I wanted help to stop but for all the wrong reasons. None of my reasons were for me.

Why does it so often take a catastrophic or life-altering event to appreciate how precious and short life is? We addicts die a little every day. There will be no tomorrow for some of us, and some of us miss the opportunities we have right now.

Finally, I was desperate enough for change. I was experiencing great distress in my life. I was conscious of this distress but not yet aware of its origin. When I realized I was the cause, I also realized I was the only one who could end it.

In the past, I have been selfish for all the wrong reasons. Now, in my never-ending quest for sobriety and clarity, I am selfish for all the right reasons. Doesn’t make sense, does it? At first, it didn’t make sense to me, either.

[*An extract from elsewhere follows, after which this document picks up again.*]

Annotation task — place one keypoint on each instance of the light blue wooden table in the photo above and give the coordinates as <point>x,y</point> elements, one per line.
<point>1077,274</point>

I am constantly learning something new. I am on a journey for truth and enlightenment, and I am discovering these truths through sobriety. I believe honesty is the only way to find the real truth. When I say honesty, I don’t just mean being honest by not lying. I mean being so completely honest with myself that everything else comes together.

I am finally finding myself.

My own higher power lives within me. This power gives me the ability to love and forgive myself and to move forward. Today, I am able to share my love with others and am grateful I have much to offer. Getting to this place was easier said than done, and I continue to work at it on a daily basis.

Many people have told me how happy they are for me and that I am an inspiration. None of that matters, though. It is nice to hear, but it won’t keep me sober; only I can do that. I hope I can inspire others, but at the end of the day the only inspiration I need is myself.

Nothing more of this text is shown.